This document contains certain forward-looking statements and other information (collectively “forward-looking information”) about our current expectations, estimates and projections, made in light of our experience and perception of historical trends. Forward-looking information in this document is identified by words such as “anticipate”, “believe”, “expect”, “estimate”, “plan”, “forecast” or “F”, “future”, “target”, “position”, “project”, “capacity”, “could”, “should”, “focus”, “goal”, “outlook”, “proposed”, “potential”, “may”, “schedule”, “on track”, “strategy”, “forward”, “opportunity” or similar expressions and includes suggestions of future outcomes and statements about: our strategy (including all statements under the heading “Our Cenovus” and under subheadings within such discussion); related milestones and schedules; projected future value; projections for 2016 and future years; forecast operating and financial results; the strength of the Cenovus’s position, including in various condition; targets for our Debt to Capitalization and Debt to EBITDA ratios; planned capital expenditures, including the timing and financing thereof; expected future production, including the timing, stability or growth thereof; expected reserves and resources; broadening market access; expected capacities, including for projects, transportation and refining; improving cost structures, forecast cost savings and sustainability thereof; dividend plans and strategy; anticipated timelines for future regulatory, partner or internal approvals; future impact of regulatory measures; forecast commodity prices and expected impact to Cenovus; future use and development of technology, including expected effects on our environmental impact; and projected shareholder return and value. Readers are cautioned not to place undue reliance on forward-looking information as our actual results may differ materially from those expressed or implied.

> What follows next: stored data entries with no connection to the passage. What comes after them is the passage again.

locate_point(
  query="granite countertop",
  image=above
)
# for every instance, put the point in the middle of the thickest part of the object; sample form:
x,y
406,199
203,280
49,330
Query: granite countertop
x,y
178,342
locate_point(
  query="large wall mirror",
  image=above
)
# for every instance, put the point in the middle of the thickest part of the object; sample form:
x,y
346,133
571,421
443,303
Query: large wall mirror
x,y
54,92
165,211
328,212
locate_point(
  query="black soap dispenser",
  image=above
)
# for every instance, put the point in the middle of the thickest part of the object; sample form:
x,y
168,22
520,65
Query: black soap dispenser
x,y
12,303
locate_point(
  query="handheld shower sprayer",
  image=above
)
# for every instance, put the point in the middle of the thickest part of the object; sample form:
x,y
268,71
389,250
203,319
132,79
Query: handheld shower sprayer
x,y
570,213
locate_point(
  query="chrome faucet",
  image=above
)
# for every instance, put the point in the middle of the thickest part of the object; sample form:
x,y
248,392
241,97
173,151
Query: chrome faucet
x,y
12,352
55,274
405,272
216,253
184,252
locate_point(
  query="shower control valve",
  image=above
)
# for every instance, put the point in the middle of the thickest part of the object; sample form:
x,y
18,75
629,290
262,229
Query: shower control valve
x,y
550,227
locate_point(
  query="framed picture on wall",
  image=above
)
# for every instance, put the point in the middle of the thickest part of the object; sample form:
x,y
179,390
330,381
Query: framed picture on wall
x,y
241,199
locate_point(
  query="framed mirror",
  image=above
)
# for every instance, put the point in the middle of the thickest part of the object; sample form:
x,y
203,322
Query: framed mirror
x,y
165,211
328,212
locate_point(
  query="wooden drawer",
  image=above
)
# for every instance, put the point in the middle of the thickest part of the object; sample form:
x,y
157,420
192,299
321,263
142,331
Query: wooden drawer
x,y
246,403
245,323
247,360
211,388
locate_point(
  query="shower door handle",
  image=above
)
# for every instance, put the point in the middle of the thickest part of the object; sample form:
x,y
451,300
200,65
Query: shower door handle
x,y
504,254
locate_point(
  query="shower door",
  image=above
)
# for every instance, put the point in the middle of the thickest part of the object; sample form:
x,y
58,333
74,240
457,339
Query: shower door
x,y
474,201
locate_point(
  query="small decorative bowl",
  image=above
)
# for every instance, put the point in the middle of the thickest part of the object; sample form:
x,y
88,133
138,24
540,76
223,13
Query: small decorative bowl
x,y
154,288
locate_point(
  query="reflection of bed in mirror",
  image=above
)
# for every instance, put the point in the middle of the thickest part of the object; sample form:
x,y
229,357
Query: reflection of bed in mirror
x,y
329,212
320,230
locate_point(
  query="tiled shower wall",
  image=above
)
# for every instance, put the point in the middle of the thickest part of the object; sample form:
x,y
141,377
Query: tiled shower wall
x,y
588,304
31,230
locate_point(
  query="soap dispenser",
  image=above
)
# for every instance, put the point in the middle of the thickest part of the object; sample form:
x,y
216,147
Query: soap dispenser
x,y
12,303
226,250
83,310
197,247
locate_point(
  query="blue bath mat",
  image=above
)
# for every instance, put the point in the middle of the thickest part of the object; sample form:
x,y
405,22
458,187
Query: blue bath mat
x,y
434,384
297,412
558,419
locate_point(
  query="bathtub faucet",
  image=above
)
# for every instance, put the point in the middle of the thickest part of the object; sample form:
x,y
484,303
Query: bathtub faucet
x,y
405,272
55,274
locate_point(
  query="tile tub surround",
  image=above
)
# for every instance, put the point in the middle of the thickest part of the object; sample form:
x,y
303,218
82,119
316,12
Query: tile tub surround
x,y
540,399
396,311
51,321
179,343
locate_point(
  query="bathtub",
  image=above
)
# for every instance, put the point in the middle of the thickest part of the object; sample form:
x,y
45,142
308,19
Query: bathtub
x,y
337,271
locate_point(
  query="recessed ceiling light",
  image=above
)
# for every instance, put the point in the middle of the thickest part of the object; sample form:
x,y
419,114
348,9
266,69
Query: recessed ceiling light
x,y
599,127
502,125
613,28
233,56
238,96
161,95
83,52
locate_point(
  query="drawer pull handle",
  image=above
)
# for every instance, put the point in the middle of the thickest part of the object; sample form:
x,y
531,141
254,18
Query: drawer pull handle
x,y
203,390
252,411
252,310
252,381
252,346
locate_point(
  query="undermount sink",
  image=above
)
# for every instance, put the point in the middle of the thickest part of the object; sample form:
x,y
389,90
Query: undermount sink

Developing forward-looking information involves reliance on a number of assumptions and consideration of certain risks and uncertainties, some of which are specific to Cenovus and others that apply to the industry generally. The factors or assumptions on which the forward-looking information is based include: assumptions inherent in our current guidance, available at cenovus. com; our projected capital investment levels, the flexibility of our capital spending plans and the associated source of funding; estimates of quantities of oil, bitumen, natural gas and liquids from properties and other sources not currently classified as proved; our ability to obtain necessary regulatory and partner approvals; the successful and timely implementation of capital projects or stages thereof; our ability to generate sufficient cash flow to meet our current and future obligations; and other risks and uncertainties described from time to time in the filings we make with securities regulatory authorities.

2016 guidance, as updated on February 11, 2016, assumes: Brent of US$52.75/bbl, WTI of US$49.00/bbl; WCS of US$34.50/bbl; NYMEX of US$2.50/MMBtu; AECO of $2.50/GJ; Chicago 3-2-1 crack spread of US$12.00/bbl; and an exchange rate of $0.75 US$/C$.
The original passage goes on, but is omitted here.